1 A Light Makeover of ggplots

In-Class Exercise for Week 1

Author

KB

First published: 17-Apr-2023

1.1 Learning Outcome

We will:

  • use the graphic layers of ggplot2 to touch up various plots to make them more intuitive and appealing.

1.2 Getting Started

1.2.1 Install and load the required r libraries

Load the tidyverse library.

Show the code
pacman::p_load(tidyverse)

1.2.2 Import the data

We will be using the same exam scores data-set that was featured in my Hands-On Ex 1.

Show the code
exam_data <- read_csv('data/Exam_data.csv', show_col_types = FALSE )

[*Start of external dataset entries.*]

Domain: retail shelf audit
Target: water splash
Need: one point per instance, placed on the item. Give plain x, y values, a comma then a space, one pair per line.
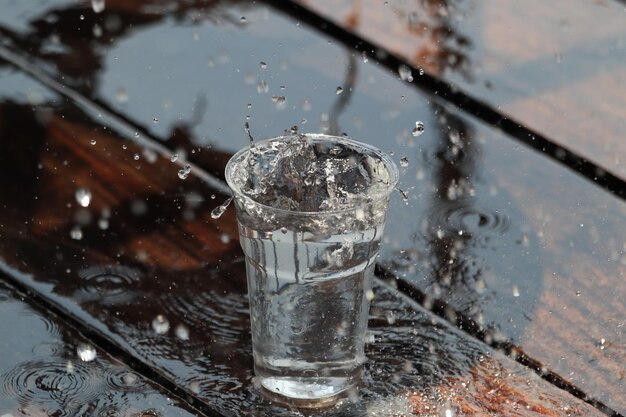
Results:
97, 6
219, 210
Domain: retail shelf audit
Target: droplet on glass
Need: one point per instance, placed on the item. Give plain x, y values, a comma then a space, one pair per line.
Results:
86, 352
418, 129
160, 324
83, 197
182, 332
97, 6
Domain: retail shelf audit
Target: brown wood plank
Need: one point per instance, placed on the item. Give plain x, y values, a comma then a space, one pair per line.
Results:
418, 363
556, 67
49, 369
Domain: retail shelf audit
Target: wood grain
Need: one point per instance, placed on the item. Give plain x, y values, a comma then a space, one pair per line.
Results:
418, 363
557, 68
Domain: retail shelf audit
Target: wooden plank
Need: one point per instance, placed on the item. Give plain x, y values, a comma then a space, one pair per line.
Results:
540, 63
49, 369
181, 271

1.3 Candidates for Makeover

1.3.1 Working with theme

We can use the theme() function to change the colors of the plot panel background of the following plot to light blue and the color of grid lines to white. We will also include the title and subtitle to make the plot more meaningful.

Show the code
ggplot(data=exam_data, aes(x=RACE)) +
  geom_bar() +
  ylab('Count') +
  theme_minimal() + 
  coord_flip()

Show the code
ggplot(data=exam_data, aes(x=RACE)) +
  geom_bar() +
  ylab('Count') +
  theme_minimal() + 
  coord_flip() +
  
  theme(
    panel.background = element_rect(fill = "lightblue", colour = "lightblue"),
    panel.grid.major = element_line(size = 0.75, linetype = 'solid', colour = "white"), 
    panel.grid.minor = element_line(size = 0.25, linetype = 'solid', colour = "white")
      
  ) +
  
  labs(title = "Chinese Students Formed The Bulk Of The Cohort",
       subtitle = "This was followed by Malay and Indian students")

1.3.2 Sort and label the columns in a chart

For the column chart displayed below, we have to address the following criticisms:

  • y-axis title is not clear (i.e. count)

  • To support effective comparison, the bars should be sorted by their respective frequencies.

  • For static graph, frequency values should be added to provide addition information.

To address the first comment, we use ylab() and theme() function to relabel and calibrate the position of the y-axis title. For the 2nd and 3rd comment, we first summarise the data-set using group_by() and summarise() function to get the count of pupils by race. Thereafter, we use the reorder() function to sort the columns and geom_text() function to display the count.

Show the code
ggplot(data=exam_data, aes(x=RACE)) +
  geom_bar() +
  ylim(0,220) 

Show the code
# Group the data by Race and aggregate by pupil count
sorted_data <- exam_data %>% group_by(RACE) %>% summarise(count=n()) 

# Plot the chart
ggplot(data = sorted_data, aes(x=reorder(RACE, -count),y=count)) +
  ylim(0,220) +
  geom_col() +
  ylab('No. of\nPupils') +
  theme(axis.title.y = element_text(angle = 0, vjust = 0.5, hjust=1))+
  xlab('Race') +
  geom_text(aes(label = count), vjust = -0.5, size = 3.5) +
  labs(title = "Chinese Pupils Formed The Bulk Of The Cohort",
       subtitle = "This was followed by Malay and Indian pupils")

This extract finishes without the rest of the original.